OVG Bautzen: Der Anspruch auf einen KiTa-Platz steht nicht unter einem Kapazitätsvorbehalt

Joachim Schwede Archiv 1 Kommentar

Mit einem Beschluss vom 7.6.2017 (Az. 4 B 100/17) hat das Oberverwaltungsgericht (OVG) Bautzen im Rahmen eines Eilverfahrens die Stadt Leipzig dazu verpflichtet, dem antragstellenden Kind bis zur Entscheidung in der Hauptsache für die Wochentage Montag bis Freitag einen Betreuungsplatz von jeweils mindestens 7 Stunden in der Zeit zwischen 9.00 Uhr und 17.00 Uhr zur frühkindlichen Förderung in einer Kindertageseinrichtung oder einer Kindertagespflege zur Verfügung zu stellen, der unter Inanspruchnahme von öffentlichen Verkehrsmitteln in nicht mehr als 30 Minuten von der Wohnung des Kindes erreichbar ist.

Die Kernaussagen der Entscheidung sind:

1. Der Anspruch aus § 24 Abs. 2 SGB VIII steht nicht unter einem Kapazitätsvorbehalt.

2. Die vom Träger der öffentlichen Jugendhilfe vorgetragene Unfähigkeit, einen Platz zur frühkindlichen Förderung zur Verfügung zu stellen, steht weder dem Anordnungsanspruch noch dem Anordnungsgrund für eine einstweilige Anordnung entgegen.

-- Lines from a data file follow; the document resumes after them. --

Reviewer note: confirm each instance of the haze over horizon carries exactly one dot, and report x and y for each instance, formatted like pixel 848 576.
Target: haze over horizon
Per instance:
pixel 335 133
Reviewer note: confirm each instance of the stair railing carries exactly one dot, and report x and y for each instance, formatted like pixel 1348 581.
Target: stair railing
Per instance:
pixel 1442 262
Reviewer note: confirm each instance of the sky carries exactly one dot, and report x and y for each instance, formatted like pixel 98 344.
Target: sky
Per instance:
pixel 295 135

3. Im Rahmen von § 24 Abs. 2 SGB VIII konkurrieren Gleichaltrige von Rechts wegen nicht um zu wenige Kinderkrippenplätze, sondern haben jeweils einen unbedingten Anspruch auf frühkindliche Förderung.

Zur – sich aufdrängenden – Frage, woher diese Plätze denn kommen sollen, führt das Gericht lapidar aus: “Ebenfalls ohne Einfluss auf den Anordnungsgrund ist die von der Antragsgegnerin vorgetragene Unfähigkeit, der Antragstellerin einen Platz zur frühkindlichen Förderung zur Verfügung zu stellen. Diese Unfähigkeit hat lediglich zur Folge, dass der hier von der Antragstellerin beschrittene Rechtsweg als unzumutbar angesehen werden würde, wenn ihre Eltern willens und in der Lage wären, für sie eine als geeignet und erforderlich angesehene Förderungsmöglichkeit selbst zu beschaffen (…). Die Titulierung dient mit der dadurch folgenden Möglichkeit der ggf. wiederholten Vollstreckung nach § 172 VwGO dazu, die Antragsgegnerin zu veranlassen, bestehende Hindernisse für die Erfüllung des Anspruchs aus § 24 Abs. 2 SGB VIII zu beseitigen. Auch in der Hauptsache spielt die aktuelle Unfähigkeit zur Anspruchserfüllung keine Rolle und die Antragsgegnerin hat eine Titulierung zu erwarten.”
Mit anderen Worten: Auch in der Hauptsache wird das Verfahren nicht anders ausgehen.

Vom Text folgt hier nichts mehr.